Last week my nearly 91 year old mother was dropped by a CNA during a transfer from the bed to wheelchair. This was strictly against protocol as she was only supposed to be lifted with a Hoyer lift. Both her femur bones were fractured.
The worker was let go that day. My mother had surgery on the leg that did not have an existing knee replacement. She was released from the hospital today. I will go to the facility tomorrow. She will require PT which she generally likes if she has energy for it.
It has been so hard to process this happening. She was not mobile with her legs but she had learned to navigate the wheelchair in the facility. Now I wonder if she will regain that. The femur in one leg will have to heal on its own if possible..I am just putting this out there for any thoughts on the healing of fractured femurs or any other thoughts. Prior to this unfortunate incident I have felt her care in this facility was decent. I am at least comforted with the taking of responsibility and stating the truth on their part which they probably would have had to do. I imagine the hospital wanted exact facts.
Continued prayers for a speedy recovery.
Sending prayers for a quick recovery for your mom and here's a big HUG for you that you can get some rest and relaxation for yourself.
I am close enough and although the facility is back on lockdown they are allowing me in due to her situation. She presently has to stay in bed but in time they hope to transition her to an appropriate wheelchair. She also has a good lounge chair we purchased. She also right now is on oxygen but an Xray yesterday was clear. The machine makes alot of noise but hopefully it won't be there many days.
Thank you all for your cares. I have been pretty sad this past week but working to get back to my routine and purchasing what we did for her and bringing it to her will help. I don't think she can participate in activities from a bed but the therapy she now qualifies for her will hopefully help.
What are her interests? Can you bring photos of the family, or something that's positive and makes her feel good? I always brought cards as well. It's something a patient can look at and be reminded of how much he or she is loved and valued by the family. I also encouraged friends and family to visit and/or send cards. That meant a lot.
And, perhaps most importantly, are there musical activities, guest musicians, or other activities she can attend so she isn't as isolated? My mother always perked up when I took her to a musical activity or brought my music, took her to the music room, and played for her.

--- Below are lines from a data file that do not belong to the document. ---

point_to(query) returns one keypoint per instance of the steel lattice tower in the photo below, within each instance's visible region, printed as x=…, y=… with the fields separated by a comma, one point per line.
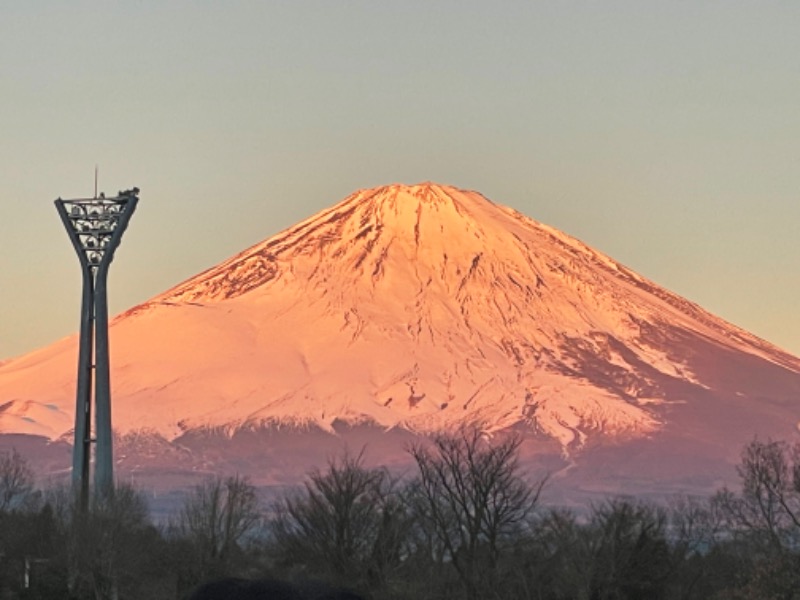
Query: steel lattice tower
x=95, y=227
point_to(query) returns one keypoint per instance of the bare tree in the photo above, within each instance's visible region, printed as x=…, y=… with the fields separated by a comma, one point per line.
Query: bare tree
x=768, y=507
x=349, y=522
x=215, y=521
x=471, y=496
x=16, y=480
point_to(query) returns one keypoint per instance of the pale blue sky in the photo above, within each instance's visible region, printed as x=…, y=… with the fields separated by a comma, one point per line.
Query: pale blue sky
x=666, y=134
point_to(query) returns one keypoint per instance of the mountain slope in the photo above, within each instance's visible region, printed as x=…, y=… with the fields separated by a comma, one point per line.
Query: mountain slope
x=422, y=307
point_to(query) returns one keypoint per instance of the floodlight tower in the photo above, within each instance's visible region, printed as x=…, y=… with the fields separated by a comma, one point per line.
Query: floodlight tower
x=95, y=227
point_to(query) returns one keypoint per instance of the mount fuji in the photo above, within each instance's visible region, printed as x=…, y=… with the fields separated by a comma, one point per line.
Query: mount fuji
x=408, y=310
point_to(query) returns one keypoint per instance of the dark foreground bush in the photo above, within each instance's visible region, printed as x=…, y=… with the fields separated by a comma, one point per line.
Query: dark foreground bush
x=268, y=589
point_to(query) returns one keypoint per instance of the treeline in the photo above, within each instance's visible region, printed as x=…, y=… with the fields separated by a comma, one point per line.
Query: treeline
x=467, y=524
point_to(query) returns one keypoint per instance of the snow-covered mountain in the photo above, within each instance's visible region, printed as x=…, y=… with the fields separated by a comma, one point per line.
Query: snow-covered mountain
x=421, y=308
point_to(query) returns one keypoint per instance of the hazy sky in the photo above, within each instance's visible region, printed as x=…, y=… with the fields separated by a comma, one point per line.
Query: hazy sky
x=665, y=134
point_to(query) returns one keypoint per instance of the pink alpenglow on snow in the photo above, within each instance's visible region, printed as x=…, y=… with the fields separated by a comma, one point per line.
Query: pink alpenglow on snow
x=423, y=308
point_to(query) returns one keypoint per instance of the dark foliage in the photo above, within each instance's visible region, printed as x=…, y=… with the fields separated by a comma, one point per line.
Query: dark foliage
x=467, y=525
x=269, y=589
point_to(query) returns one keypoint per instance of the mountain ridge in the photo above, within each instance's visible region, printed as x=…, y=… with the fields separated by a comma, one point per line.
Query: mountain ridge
x=423, y=308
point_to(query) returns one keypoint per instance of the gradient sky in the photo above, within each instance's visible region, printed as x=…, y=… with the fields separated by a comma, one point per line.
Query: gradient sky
x=665, y=134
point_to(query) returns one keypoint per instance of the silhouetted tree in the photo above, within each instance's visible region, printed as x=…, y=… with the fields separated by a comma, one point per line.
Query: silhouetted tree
x=471, y=502
x=16, y=480
x=214, y=523
x=349, y=522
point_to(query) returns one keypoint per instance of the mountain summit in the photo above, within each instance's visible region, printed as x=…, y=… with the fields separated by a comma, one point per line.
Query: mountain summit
x=424, y=308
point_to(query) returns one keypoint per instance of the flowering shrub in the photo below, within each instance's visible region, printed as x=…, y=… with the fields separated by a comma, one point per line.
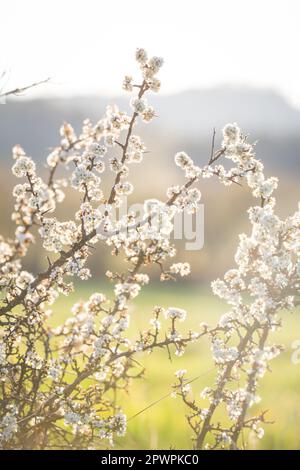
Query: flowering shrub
x=266, y=279
x=59, y=386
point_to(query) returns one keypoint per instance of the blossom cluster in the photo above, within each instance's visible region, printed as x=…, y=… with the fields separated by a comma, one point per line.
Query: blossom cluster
x=60, y=385
x=264, y=281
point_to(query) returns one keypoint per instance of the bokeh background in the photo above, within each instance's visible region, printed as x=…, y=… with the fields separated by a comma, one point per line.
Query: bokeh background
x=225, y=61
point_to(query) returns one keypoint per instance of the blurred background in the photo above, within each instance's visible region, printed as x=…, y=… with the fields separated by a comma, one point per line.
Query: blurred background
x=224, y=61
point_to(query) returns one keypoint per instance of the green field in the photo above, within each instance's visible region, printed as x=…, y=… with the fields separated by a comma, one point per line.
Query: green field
x=163, y=425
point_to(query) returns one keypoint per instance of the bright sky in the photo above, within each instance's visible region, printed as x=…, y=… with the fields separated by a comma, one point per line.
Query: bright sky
x=86, y=46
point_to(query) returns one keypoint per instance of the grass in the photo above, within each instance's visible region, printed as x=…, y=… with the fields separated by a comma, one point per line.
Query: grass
x=163, y=425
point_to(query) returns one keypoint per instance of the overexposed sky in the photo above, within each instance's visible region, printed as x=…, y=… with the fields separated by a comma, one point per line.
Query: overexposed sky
x=86, y=46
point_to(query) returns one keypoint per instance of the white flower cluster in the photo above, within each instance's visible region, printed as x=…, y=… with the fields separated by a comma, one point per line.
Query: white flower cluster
x=265, y=280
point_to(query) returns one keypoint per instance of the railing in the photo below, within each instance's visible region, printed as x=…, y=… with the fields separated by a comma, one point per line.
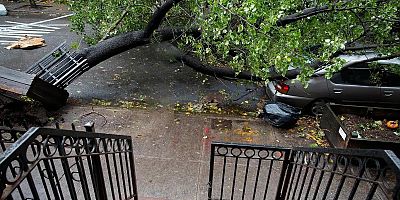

My father looked forward to his musical entertainment as well.
If there are no concerts, do you have a CD player or something to bring so she can listen to music? At Dad's last placement, the facility had a wall mounted tv with a music channel. One of the pastors found the channel and we left it on all day and night. The music was so soft it even soothed me.
I am so sorry. How are YOU doing?
If it is possible to add a couple cups of bone broth to her daily routine, this will help her body recover.
I pray that she is able to continue navigating her wheel chair in the near future and has no trauma from this sad situation.
If she likes therapy there is a chance that she could get better.
I'm sorry Riverdale, words fail me. How is she?